On 10/22/2004 11:29 AM, Ed L. wrote:

Wow. First, thanks again for all your efforts, Jan. Second, I'm disappointed to hear the slony author and lead developer is leaving the slony leadership. When is that going to happen? And what does that mean with respect to your future involvement in slony?

It means that I will try to do with Slony-I what I have done successfully with several other PostgreSQL related projects - to make sure the project doesn't depend on me in person any more. None of the big items I've done (rewrite rule system, PL/pgSQL, PL/Tcl, TOAST, NUMERIC, foreign keys) really requires my attention if there's a bug. I was able to do the conceptual work and important parts of the implementation, but I didn't get stuck in/with the maintenance. I constider this a very important aspect of being a CORE developer.


What I am trying to do is to spend less and less time on Slony-I and more and more time on Slony-II - the synchronous multi-master system. Slony-I was for sure one of the better things that I've done so far, but it's not going to allow early retirement with financial independance and wealth. And as long as Afilias is using Slony-I in production, Andrew Sullivan will not let me do whatever I want if there's a severe problem nobody else can fix.

So don't worry, I'll be around.


Jan


Ed


On Friday October 22 2004 7:26, Jan Wieck wrote:
Sorry folks,

the Slony-I team has produced a great product, but the project
management (that's mostly me here) sucks big time!
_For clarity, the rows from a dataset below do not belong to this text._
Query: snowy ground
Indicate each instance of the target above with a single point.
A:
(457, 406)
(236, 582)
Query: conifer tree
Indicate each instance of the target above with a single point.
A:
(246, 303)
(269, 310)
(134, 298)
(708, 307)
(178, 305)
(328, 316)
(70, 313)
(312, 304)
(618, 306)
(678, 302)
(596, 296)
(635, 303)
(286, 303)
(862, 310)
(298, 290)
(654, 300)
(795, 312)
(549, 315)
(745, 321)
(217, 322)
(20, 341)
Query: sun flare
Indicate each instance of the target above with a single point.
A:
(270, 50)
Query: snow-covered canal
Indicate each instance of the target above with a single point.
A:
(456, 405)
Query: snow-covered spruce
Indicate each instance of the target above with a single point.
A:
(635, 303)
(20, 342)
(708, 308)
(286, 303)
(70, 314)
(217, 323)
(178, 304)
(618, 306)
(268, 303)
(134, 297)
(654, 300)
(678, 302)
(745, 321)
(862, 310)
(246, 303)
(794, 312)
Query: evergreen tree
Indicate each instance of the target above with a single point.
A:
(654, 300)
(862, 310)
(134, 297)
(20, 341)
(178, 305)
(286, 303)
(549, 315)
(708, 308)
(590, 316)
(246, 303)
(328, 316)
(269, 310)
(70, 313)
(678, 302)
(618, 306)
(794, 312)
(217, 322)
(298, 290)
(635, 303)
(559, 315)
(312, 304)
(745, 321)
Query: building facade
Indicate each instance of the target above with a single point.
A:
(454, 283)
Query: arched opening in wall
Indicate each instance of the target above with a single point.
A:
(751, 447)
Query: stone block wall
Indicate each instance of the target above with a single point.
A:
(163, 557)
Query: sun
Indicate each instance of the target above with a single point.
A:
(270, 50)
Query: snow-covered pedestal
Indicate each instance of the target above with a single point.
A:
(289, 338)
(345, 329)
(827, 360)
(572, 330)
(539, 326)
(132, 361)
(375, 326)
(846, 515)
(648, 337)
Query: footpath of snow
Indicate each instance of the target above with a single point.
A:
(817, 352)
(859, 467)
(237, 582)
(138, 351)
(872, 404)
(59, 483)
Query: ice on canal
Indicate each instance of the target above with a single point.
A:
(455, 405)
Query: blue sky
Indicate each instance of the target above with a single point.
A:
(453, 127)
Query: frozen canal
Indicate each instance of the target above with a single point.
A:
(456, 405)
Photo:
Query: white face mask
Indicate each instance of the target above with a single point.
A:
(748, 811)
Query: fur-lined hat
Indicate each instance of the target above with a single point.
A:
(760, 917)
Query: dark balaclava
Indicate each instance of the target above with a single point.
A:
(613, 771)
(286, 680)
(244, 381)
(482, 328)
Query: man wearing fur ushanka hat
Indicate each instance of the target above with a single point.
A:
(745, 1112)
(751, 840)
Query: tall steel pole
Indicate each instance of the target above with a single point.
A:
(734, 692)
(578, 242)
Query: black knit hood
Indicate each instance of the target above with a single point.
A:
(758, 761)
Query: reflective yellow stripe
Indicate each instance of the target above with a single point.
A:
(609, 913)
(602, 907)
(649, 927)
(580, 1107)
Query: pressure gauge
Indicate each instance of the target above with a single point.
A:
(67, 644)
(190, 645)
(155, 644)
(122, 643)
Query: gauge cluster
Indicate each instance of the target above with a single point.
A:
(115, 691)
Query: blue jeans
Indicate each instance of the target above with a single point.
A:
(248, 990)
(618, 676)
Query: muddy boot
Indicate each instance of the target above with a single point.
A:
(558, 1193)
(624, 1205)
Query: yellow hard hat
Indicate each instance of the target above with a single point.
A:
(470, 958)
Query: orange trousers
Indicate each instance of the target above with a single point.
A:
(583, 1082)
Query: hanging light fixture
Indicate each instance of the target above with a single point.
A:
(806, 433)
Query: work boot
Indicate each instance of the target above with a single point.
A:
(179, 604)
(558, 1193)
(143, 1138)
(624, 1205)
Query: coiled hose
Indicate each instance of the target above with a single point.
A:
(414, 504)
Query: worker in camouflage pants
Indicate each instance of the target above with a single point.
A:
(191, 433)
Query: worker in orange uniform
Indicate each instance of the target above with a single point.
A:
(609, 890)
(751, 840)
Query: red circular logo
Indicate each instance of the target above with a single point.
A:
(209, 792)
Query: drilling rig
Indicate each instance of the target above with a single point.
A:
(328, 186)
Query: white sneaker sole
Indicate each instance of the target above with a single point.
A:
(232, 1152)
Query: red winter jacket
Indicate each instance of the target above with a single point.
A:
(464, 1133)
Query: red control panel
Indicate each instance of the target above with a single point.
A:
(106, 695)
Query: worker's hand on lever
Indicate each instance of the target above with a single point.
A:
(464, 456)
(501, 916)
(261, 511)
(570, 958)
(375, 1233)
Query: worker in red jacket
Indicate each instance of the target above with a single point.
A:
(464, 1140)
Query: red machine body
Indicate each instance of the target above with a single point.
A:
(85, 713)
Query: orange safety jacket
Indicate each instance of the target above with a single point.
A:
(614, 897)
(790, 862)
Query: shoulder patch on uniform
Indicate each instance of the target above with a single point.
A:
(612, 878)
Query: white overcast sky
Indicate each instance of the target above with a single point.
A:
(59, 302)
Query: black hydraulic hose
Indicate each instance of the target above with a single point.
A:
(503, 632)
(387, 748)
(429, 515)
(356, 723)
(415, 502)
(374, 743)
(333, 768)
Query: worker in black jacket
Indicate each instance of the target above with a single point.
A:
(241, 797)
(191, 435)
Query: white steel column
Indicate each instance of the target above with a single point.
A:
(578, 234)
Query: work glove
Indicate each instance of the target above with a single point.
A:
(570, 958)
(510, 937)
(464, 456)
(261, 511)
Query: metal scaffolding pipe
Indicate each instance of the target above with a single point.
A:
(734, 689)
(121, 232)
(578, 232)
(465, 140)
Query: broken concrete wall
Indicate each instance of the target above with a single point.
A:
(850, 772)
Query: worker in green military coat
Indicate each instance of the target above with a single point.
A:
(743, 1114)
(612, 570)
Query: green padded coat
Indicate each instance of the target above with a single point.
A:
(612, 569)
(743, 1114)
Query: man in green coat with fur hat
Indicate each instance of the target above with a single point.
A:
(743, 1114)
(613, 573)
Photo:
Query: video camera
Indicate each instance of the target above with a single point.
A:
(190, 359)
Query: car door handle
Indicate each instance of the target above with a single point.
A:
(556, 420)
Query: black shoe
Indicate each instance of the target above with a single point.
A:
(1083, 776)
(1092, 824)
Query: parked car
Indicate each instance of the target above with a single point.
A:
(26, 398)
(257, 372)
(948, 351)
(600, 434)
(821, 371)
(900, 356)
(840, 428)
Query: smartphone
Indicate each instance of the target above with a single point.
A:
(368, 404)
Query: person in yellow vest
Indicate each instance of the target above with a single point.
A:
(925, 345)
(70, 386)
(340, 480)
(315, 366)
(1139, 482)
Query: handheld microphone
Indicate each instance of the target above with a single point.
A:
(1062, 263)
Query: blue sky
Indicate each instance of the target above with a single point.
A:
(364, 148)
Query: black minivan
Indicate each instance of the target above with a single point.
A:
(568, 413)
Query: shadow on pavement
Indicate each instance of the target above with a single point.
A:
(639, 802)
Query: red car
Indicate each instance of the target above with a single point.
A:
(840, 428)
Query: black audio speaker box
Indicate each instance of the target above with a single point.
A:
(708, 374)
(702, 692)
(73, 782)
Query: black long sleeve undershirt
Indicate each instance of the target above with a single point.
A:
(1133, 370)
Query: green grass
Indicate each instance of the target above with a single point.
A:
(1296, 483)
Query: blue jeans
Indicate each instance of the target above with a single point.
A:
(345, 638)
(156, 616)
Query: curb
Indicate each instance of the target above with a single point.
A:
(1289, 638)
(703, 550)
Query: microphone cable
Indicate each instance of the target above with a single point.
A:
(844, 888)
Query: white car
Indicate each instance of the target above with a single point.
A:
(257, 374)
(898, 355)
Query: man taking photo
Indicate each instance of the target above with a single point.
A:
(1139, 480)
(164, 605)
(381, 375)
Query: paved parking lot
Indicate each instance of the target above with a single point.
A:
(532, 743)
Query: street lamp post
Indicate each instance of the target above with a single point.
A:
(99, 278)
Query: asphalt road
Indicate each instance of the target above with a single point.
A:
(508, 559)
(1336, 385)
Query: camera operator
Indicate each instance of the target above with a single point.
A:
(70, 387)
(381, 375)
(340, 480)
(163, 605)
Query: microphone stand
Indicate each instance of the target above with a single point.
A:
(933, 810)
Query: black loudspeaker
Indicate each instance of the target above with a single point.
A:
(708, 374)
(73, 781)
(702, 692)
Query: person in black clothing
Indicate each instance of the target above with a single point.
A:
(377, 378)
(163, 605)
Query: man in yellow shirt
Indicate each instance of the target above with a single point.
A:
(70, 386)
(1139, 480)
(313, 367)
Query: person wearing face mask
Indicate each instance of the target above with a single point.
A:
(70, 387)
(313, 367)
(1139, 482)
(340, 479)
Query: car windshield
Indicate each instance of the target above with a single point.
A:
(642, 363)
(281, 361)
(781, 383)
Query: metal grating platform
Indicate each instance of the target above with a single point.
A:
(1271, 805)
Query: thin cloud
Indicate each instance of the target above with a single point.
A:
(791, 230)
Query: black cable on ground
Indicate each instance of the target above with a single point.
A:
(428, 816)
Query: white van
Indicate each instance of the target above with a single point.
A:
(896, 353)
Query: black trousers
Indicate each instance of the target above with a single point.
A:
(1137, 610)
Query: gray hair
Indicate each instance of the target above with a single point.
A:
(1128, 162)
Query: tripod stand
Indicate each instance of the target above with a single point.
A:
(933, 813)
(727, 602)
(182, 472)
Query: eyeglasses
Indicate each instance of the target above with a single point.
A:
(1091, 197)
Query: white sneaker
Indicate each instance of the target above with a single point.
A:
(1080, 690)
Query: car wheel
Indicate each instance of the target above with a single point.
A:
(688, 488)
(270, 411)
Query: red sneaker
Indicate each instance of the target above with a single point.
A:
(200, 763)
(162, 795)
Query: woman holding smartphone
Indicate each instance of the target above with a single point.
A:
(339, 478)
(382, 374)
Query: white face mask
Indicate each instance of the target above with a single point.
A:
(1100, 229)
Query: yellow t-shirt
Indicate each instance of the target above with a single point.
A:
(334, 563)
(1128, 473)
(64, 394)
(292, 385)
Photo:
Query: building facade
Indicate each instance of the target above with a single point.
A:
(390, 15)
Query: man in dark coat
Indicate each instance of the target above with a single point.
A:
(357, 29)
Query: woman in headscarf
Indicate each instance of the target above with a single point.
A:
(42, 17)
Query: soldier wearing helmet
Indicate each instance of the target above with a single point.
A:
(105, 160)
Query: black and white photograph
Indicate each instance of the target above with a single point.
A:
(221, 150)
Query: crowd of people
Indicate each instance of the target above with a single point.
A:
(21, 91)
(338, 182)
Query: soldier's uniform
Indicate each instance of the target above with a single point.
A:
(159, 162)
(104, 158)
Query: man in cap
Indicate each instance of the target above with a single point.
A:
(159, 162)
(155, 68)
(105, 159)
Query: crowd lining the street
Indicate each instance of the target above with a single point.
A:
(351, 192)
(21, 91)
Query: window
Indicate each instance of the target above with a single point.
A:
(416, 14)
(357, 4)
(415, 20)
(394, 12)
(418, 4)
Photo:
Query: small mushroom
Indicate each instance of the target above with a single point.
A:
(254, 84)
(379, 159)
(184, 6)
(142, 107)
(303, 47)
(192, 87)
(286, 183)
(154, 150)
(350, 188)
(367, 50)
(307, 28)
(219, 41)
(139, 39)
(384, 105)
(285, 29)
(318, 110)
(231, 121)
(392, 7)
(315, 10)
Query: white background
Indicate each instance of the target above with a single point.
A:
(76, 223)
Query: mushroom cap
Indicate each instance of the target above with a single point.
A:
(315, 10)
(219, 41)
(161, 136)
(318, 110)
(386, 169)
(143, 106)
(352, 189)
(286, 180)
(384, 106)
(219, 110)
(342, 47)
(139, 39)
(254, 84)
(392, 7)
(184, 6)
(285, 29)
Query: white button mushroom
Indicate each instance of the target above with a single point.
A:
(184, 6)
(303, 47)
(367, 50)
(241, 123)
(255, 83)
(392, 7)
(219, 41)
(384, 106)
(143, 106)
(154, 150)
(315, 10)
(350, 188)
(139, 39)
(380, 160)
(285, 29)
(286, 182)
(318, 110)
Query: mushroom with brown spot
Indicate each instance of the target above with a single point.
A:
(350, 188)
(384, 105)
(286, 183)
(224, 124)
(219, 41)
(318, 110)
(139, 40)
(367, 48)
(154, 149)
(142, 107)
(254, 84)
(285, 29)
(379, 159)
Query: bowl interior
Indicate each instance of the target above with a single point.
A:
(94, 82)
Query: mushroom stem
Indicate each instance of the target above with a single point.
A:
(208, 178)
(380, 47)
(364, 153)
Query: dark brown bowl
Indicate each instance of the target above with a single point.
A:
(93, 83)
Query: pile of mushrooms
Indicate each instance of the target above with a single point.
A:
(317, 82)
Shortly after giving Chris Browne green light for the 1.0.4 announcement
we found a way to guard against bug #896. That being a really bad one I
decided to stop the 1.0.4 release and go for 1.0.5 including that fix.
But I failed to make sure Chris, Justin and others involved in the
announcement process get the message.

I have just committed those changes and 1.0.5 should be available later
today.

I apologize for the confusion and look forward to retire from the
Slony-I project leadership position in order to fully focus on the
multimaster replication project Afilias has decided to put forward.


Jan

On 10/21/2004 5:55 PM, Chris Browne wrote:
> The Slony-I team is proud to present the 1.0.4 release of the most
> advanced replication solution for the most advanced Open Source
> Database in the world.
>
> The release tarball is available for download
> > http://developer.postgresql.org/~wieck/slony1/download/slony1-1.0.4.tar
>.gz
>
> There are a limited number of "new features" this release largely in
> terms of adding in the ability to move or drop tables and sequences
> from replication:
>
> - SET DROP TABLE - drops a table from replication
> - SET DROP SEQUENCE - does the same for sequences
> - SET MOVE TABLE - moves a table from one replication set to another
> - SET MOVE SEQUENCE - moves a sequence from one replication set to
> another
>
> Other changes involve smoothing out the 'sharp edges' found by early
> adopters, notably including:
>
> - Frequently vacuuming pg_listener; growth of dead tuples could hurt
> performance
>
> - A cleanup process for pg_listener resolves cases where old slon
> processes may have terminated due to network problems, leaving
> backends around holding onto event notifications
>
> - Lowered lock level on sl_event, resolving issues where pg_dump
> would block Slony-I
>
> - Purges CONFIRM entries for nodes that don't exist anymore
>
> - Substantially increased documentation
>
> - More sophisticated administration scripts
>
> - Now uses string comparison for user defined types that do not have
> a suitable comparison operation
>
> - Safer log purging
>
> - Various other bug fixes and "improved cleanliness."
>
> - As of 1.0.4, the slon replication engine refuses to work against
> any database that does not have the stored procedures for the same
> version loaded or where the shared object containing the C language
> support functions and the log trigger does not match the version
> number. in a cluster must be upgraded at once.
>
> See the HISTORY-1.0 file for a detailed list of changes.